- Interactive map of Eastern Shore
- Country: Canada
- Province: Nova Scotia
- Time zone: UTC-4 (AST)
- • Summer (DST): UTC-3 (ADT)
- Area codes: 782, 902

= Eastern Shore (Nova Scotia) =

Region of Nova Scotia

The Eastern Shore is a region of the Canadian province of Nova Scotia. It is the Atlantic coast running northeast from Halifax Harbour to the eastern end of the peninsula at the Strait of Canso.

==History==
Canso, along with Annapolis Royal, Halifax, and Lunenburg, are some of North America's earliest settlements. The Battle at Jeddore (1722) is one of the many historic events to occur along the shore.

A railway had been proposed during the 1880s to run east from Dartmouth, however the sparse settlement and lack of industrial economic activity saw the railway line swing north up the Musquodoboit River at Musquodoboit Harbour to access the fertile agricultural district of the Musquodoboit Valley.
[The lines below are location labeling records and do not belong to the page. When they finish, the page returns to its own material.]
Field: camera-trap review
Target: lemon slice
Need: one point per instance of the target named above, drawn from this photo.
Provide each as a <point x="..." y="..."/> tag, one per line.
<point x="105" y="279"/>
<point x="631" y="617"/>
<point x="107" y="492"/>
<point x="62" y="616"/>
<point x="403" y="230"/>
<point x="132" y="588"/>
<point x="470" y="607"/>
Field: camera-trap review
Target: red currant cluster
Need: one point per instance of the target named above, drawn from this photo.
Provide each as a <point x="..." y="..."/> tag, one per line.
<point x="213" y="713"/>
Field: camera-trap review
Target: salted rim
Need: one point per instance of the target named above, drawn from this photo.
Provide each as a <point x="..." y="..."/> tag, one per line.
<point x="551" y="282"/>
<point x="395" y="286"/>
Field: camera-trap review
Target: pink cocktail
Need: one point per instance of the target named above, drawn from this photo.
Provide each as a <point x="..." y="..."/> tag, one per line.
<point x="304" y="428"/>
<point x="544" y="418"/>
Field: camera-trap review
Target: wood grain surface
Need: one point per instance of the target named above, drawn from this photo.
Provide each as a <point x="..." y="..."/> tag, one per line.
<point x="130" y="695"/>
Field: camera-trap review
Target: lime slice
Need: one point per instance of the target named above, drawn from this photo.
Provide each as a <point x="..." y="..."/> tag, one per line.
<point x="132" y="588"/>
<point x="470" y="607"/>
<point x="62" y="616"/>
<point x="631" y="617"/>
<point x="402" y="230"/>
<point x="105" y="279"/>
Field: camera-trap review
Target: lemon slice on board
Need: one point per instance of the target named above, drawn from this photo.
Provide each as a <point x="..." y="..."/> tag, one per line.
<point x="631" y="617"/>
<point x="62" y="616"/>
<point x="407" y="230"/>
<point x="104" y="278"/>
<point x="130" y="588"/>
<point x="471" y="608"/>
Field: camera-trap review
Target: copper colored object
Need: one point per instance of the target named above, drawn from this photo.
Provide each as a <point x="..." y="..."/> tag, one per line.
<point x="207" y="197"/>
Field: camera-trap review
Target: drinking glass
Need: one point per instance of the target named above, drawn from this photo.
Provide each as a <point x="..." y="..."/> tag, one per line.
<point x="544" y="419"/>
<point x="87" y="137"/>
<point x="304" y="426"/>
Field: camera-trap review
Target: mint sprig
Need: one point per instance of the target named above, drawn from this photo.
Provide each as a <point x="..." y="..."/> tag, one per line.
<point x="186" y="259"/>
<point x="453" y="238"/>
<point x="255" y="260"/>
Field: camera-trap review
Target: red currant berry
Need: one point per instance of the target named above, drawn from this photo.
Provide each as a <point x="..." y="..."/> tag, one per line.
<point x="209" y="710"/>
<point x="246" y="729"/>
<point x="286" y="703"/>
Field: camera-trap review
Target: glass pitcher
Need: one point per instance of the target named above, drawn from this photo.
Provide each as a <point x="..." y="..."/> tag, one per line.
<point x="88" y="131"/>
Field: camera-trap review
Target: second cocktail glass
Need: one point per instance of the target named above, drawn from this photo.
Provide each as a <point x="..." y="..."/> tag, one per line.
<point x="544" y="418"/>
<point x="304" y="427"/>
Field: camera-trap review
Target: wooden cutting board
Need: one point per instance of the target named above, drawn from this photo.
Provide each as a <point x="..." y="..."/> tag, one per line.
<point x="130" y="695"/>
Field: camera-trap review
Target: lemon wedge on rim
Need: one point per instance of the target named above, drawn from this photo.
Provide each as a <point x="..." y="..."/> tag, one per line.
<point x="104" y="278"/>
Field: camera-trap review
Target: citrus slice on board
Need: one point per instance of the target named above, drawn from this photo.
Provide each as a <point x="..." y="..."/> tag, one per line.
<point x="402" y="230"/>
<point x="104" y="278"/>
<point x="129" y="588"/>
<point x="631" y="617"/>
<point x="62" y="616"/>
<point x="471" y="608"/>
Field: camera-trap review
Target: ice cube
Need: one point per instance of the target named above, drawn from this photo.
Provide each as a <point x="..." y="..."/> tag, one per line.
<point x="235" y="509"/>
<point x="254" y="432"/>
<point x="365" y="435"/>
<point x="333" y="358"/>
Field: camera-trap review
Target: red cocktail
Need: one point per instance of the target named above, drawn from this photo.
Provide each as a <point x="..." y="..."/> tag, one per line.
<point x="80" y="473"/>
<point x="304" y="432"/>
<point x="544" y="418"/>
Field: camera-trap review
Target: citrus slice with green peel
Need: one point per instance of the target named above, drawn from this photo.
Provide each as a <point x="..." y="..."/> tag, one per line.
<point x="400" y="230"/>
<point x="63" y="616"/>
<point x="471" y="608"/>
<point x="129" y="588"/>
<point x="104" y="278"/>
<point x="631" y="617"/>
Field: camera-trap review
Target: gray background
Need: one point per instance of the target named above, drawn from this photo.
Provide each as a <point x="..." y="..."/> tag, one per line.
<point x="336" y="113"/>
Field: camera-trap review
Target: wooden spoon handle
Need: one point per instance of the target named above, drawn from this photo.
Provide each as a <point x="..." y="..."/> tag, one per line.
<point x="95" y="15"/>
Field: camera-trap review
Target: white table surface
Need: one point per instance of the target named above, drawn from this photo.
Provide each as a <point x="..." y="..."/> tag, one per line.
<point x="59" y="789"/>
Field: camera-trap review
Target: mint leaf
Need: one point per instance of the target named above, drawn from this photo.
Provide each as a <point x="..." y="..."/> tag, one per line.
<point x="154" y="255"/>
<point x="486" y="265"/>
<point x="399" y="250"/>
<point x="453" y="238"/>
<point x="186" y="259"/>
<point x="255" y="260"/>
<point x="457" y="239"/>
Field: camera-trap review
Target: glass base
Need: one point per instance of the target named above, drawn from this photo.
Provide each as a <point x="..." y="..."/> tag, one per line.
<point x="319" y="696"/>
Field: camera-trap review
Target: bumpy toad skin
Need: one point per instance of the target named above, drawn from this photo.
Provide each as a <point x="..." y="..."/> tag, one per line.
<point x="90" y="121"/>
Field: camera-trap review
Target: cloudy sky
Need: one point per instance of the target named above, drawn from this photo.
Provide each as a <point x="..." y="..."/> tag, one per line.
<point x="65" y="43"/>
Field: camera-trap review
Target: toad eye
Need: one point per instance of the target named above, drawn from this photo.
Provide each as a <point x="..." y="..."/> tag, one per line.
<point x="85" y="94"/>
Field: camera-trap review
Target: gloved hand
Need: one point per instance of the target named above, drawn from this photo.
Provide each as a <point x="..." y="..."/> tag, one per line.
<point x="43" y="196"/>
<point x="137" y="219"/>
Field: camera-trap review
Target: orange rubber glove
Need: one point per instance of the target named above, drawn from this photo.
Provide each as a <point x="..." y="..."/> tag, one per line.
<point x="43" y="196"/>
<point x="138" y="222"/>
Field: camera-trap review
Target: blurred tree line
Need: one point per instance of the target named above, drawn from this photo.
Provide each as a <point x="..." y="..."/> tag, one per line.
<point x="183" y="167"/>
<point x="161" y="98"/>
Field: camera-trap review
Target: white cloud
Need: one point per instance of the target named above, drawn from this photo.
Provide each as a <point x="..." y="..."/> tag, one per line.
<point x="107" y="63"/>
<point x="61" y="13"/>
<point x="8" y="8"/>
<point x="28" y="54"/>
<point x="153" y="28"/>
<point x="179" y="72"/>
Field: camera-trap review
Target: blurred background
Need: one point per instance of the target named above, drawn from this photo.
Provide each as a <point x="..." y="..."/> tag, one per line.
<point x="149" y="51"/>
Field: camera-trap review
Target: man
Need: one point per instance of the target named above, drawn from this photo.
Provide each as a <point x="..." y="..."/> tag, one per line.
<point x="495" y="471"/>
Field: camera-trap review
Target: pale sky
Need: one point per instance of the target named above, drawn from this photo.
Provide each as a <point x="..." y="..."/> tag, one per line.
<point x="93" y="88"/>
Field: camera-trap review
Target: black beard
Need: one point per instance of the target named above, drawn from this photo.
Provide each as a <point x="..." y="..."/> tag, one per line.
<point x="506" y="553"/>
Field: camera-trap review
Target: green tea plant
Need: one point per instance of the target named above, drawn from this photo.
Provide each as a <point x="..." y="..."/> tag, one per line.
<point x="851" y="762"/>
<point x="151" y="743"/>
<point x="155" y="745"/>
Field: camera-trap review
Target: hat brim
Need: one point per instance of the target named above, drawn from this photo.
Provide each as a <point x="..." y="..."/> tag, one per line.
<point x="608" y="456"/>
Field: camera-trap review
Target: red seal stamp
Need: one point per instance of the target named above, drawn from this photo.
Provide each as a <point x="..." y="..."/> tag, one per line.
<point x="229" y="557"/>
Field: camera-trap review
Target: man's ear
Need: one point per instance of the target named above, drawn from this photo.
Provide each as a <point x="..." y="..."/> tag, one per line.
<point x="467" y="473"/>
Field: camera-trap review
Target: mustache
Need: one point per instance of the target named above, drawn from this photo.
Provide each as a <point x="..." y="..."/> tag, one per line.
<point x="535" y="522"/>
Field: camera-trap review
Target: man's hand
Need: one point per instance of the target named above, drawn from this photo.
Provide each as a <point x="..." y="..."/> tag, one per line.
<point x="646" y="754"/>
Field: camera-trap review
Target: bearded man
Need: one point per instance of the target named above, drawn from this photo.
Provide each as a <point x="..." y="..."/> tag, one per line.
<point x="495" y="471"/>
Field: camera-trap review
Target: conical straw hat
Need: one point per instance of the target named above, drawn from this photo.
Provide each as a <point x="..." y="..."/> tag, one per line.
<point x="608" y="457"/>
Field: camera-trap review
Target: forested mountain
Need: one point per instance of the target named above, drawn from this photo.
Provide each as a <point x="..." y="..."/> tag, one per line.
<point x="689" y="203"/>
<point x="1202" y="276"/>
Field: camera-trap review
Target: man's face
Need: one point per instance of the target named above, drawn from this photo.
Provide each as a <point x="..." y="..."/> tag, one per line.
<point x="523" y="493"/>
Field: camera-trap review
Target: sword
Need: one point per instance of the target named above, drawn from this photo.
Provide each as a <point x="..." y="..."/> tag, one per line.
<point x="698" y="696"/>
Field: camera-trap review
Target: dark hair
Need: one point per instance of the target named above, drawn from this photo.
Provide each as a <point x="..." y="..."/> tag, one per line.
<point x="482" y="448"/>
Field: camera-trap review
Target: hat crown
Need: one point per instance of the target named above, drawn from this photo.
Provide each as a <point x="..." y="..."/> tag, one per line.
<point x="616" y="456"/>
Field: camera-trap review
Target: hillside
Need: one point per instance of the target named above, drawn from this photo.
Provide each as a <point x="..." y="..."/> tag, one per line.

Another railway project was proposed to run between Pictou and the village of Guysborough and on to Canso during the age of sail, when Canso rivalled Halifax as the most important first port of call in Nova Scotia for westbound trans-Atlantic vessels, as Canso was roughly the same distance by rail from the New Brunswick–Nova Scotia border as Halifax. A rail line was eventually graded and bridges constructed between Pictou and Guysborough during the 1930s, however, tracks were never laid and the project was abandoned, leaving most of the Eastern Shore without rail service.

During the post-World War II period, the provincial government upgraded local roads, that resulted in the present alignment of Trunk 7.

During the 1980s-90s, when the rail line was abandoned, the controlled-access Nova Scotia Highway 107 was built from the Burnside Industrial Park in Dartmouth to Musquodoboit Harbour, to assist commuters and truck-traffic that travels to rural Municipal Halifax and to Highway 102 via Highway 118.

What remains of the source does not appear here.